Élodie comment est née cette idée de documentaire ?
J’ai été responsable de l’émission Le jour du Seigneur sur France télévision, à la fois de la partie magazine, de la messe, mais aussi des documentaires. C’est dans ce cadre-là que j’ai rencontré Fr. Benoît – qui fait partie des prédicateurs – et cela a été un coup de coeur, une vraie sympathie mutuelle. Il m’a raconté ce qu’il vivait en tant qu’aumônier car ces questions d’enfermement, de liberté, de choix aussi m’interpellent. Quand j’en ai eu l’occasion, j’ai appelé Fr. Benoît et je lui ai proposé de l’accompagner plusieurs jours dans sa mission d’aumônier.
Fr. Benoît m’a confié que l’administration avait eu quelques réticences au départ, notamment à l’idée de faire pénétrer une caméra en cellule…
Oui, cela n’a pas été simple mais on a pu s’appuyer et, je dirais même, nous avons hérité des relations de confiance tissées dans le temps par les aumôniers [Fr. Benoît entame sa onzième année à Fleury-Mérogis]. Je crois que la perspective de donner à voir une autre image de l’univers carcéral a été appréciée par la direction. Du côté des détenus, tous ne peuvent pas parler à visage découvert, notamment ceux qui n’ont pas été encore jugés. Il y a eu tout un travail de repérage et de discussions en amont mais tous ont accepté de témoigner car la confiance était là. Certes, les personnes sont anonymisées mais les voix n’ont pas été trafiquées. C’est important parce qu’il me semble que c’est aussi redonner une dignité à ces personnes-là que de pouvoir toucher leur incarnation sans être pour autant naïf sur les actes qu’ils ont commis.
Combien de temps a duré le tournage et quel est l’axe du documentaire ?
À Fleury-Mérogis, il y a 4 000 détenus. Au départ, je voulais suivre des parcours sur le long terme mais je me suis vite aperçu que c’était une espèce de projection de ma vision extérieure parce qu’en fait, il y a énormément de “turnover” au sein de la Maison d’arrêt. J’ai donc fait le choix de filmer sur un temps court – une trentaine d’heures sur deux mois – et, dans le “casting” des protagonistes, d’avoir des personnes qui vivent des choses très différentes. La diversité des histoires permet de retracer un parcours : du choc carcéral et de l’enfermement, au déni parfois, à la phase de reconstruction, de prise de conscience, puis de la quasi-sortie pour ceux qui ont été jugés etc.
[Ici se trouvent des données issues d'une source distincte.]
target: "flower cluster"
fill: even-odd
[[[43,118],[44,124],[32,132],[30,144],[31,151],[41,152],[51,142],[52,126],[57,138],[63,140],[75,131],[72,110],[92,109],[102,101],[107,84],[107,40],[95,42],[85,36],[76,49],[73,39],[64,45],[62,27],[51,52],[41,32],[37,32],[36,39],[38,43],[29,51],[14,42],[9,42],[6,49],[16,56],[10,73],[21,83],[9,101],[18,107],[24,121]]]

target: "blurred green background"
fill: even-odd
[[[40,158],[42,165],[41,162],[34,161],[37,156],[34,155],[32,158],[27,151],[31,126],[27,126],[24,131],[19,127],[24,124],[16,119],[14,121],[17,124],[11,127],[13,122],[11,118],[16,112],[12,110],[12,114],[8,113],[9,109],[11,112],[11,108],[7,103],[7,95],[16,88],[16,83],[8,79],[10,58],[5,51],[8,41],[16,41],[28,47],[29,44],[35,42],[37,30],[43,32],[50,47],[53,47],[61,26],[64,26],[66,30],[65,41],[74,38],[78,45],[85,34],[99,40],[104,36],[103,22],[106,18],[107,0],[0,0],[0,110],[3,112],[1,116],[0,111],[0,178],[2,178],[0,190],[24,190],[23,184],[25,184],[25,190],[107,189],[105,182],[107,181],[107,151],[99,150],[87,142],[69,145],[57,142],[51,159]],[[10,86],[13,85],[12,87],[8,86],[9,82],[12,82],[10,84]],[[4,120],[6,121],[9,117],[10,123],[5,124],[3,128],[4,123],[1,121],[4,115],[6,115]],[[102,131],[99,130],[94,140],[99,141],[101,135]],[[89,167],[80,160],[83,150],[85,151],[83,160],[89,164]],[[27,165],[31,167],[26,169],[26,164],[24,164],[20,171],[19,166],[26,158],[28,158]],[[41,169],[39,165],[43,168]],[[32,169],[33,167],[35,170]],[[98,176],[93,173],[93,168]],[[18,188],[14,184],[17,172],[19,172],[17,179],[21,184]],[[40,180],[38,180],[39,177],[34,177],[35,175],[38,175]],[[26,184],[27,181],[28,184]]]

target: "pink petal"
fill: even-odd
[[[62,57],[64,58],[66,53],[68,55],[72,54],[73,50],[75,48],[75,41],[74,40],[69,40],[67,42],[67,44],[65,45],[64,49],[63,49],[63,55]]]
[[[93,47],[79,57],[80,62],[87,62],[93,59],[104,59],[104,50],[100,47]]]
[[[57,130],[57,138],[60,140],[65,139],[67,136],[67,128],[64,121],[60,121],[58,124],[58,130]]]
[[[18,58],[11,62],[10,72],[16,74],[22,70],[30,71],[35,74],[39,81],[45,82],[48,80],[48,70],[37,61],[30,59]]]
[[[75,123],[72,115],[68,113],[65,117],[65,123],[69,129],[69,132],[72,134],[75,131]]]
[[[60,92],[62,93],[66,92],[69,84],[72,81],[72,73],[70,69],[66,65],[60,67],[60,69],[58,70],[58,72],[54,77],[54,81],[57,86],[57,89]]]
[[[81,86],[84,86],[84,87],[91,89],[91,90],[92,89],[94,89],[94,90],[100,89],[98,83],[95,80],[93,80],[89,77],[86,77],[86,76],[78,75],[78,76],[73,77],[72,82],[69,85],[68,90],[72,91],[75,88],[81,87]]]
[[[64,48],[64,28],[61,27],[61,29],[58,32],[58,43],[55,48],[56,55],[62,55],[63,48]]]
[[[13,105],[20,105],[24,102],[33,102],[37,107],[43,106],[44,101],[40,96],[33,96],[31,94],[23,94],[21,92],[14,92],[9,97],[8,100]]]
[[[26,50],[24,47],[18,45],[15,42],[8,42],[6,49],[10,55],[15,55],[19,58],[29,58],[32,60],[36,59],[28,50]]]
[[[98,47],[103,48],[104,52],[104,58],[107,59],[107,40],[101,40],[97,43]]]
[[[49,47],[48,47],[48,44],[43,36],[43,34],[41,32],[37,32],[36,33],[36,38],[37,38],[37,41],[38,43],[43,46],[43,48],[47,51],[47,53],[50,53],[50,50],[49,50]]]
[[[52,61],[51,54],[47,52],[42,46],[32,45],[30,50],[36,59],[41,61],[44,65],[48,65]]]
Et j’ai fait le choix de regarder les détenus par le biais de la relation qu’ils tissent avec l’aumônier. Pour vous donner une idée, entre détenus et aumôniers certains se connaissent depuis 7 ans… à raison d’une visite par mois, ce sont vraiment des liens très particuliers. Dans le documentaire, il n’y a ni question ni commentaire pour éviter de poser mes préjugés ou mes impressions et recueillir pleinement ce lien qui se crée entre deux personnes qui, a priori, n’auraient jamais dû se rencontrer et ont, a priori, très peu de choses en commun…
Vous avez suivi cinq aumôniers, trois catholiques et deux protestants, des hommes et des femmes, qu’est-ce qui vous a frappé ?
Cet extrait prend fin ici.